I first learned about the “volunteer” program during my mid-year performance review. In Batista’s office, sitting side-by-side, leaning over a poorly thought-out form designed to pigeonhole my job performance into one of three categories: Below Plan, Above Plan, and Meets Plan. You’d think a relatively new company a startup, really would find a more radical (read: logical) way to measure an employee’s work ethic and value. And of course he asked me the question that probably every manager in the world poses to his subjects: Cameron, if you were me, how would you rate your performance so far this year? In this situation you are supposed to aim high (to prove your confidence) without aiming too high (which reveals arrogance or an inflated self-worth). I rated myself a solid Meets Plan, the same as last year and every year. After all, I didn’t do anything differently. I didn’t launch any new initiatives or identify new synergies in the routine expense accounting that comprises the bulk of my daily work. No, I pretty much maintained the status quo, which is what Batista asks of me since I never do anything else.

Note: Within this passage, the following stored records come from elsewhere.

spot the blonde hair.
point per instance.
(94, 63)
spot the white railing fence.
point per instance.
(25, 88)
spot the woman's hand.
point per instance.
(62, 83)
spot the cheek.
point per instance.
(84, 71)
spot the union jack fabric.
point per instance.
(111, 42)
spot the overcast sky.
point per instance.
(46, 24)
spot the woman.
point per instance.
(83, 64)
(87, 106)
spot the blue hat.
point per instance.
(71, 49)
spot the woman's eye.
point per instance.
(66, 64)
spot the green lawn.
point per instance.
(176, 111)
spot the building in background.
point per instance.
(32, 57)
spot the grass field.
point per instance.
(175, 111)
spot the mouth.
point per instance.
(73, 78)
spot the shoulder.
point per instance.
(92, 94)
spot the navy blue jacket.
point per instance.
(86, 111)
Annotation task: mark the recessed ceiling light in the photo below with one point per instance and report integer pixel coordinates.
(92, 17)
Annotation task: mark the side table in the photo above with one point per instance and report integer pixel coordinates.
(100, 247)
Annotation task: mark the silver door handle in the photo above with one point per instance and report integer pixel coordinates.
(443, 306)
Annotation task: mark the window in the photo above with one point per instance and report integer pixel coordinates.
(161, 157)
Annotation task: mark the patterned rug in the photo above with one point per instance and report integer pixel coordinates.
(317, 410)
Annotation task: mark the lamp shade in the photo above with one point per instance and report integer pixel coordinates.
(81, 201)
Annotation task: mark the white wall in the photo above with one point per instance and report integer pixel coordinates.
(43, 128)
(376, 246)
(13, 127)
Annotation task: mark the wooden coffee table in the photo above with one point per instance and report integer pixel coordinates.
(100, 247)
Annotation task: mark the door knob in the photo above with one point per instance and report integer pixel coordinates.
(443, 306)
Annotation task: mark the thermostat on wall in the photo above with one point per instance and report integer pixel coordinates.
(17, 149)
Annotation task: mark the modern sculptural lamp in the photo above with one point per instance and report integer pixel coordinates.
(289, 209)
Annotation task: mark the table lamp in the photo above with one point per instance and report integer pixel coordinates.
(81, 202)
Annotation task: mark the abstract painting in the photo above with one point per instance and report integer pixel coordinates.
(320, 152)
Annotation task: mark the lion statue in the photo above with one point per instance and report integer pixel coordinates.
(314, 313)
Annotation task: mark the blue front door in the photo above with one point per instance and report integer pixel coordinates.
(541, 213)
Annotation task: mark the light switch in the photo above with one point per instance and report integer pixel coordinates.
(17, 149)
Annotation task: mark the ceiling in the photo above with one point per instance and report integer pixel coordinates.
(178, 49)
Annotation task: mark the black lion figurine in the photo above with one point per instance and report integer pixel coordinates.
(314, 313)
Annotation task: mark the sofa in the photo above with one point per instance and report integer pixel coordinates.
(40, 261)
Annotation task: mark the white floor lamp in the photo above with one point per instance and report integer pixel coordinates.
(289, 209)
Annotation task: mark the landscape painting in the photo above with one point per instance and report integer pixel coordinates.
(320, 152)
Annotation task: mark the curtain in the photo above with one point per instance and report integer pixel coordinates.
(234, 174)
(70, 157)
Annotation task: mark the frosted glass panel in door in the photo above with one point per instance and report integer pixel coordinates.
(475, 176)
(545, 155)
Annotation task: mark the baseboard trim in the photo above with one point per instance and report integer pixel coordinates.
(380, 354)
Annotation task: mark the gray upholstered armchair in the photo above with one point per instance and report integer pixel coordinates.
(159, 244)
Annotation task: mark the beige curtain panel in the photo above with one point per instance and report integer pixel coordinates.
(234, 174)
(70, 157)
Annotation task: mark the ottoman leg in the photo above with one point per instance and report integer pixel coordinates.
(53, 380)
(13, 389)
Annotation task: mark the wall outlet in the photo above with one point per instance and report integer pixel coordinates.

You could say that Batista and I enjoy a pretty good relationship considering neither of us respects the other professionally. His distaste for my corporate apathy doesn’t prohibit him from inviting me to his house every month or two for slow-cooked baby back ribs and buttered corn-on-the-cob. I ask about his ailing father (prostate cancer) and his athletic sister (she was an alternate for the 2002 Winter Olympics in Salt Lake) in spite of the insidious way his artificially-upbeat management style infects our office. Batista and I coexist in spite of our differences, and for this I owe him a certain amount of gratitude. He owns the power to terminate my employment at any time, to replace me with a younger accountant who would surely bring a fresh attitude to the work I take for granted, and yet he doesn’t. I don’t mind admitting that his reasons for this baffle me.
This time, though, something was different. When I predictably uttered “Meets Plan,” Batista replied, I don’t think so. He pointed out that I had absolutely no interest in NeuroStor other than the paycheck the company issued every two weeks. In fact, as Batista launched into his motivational speaker voice about how NeuroStor was looking for Go-Getters and Forward-Thinkers and teammates who would Walk the Talk and genuinely enjoyed being part of the Corporate Family and blah blah blah–you get the picture–as he droned on about all this I honestly thought he was about to fire me. Perhaps he wanted me to think that. Because when he finally got around to his offer, I was ready to entertain anything. Of course, he didn’t just come right out and ask. First he revealed that NeuroStor wasn’t just an information-age startup that had learned to mimic the neurological structure of the human brain to develop faster, higher-capacity digital storage devices. No, the company had really been formed to develop another product that required this sort of massively improved storage. He also made clear that this as-yet-unrevealed-to-me product was a secret only a select few NeuroStor team members guarded with their lives. And when I asked what it was, Batista gleamed and explained how they had developed a way to transmit matter from one place to another using a wrinkle in quantum physics.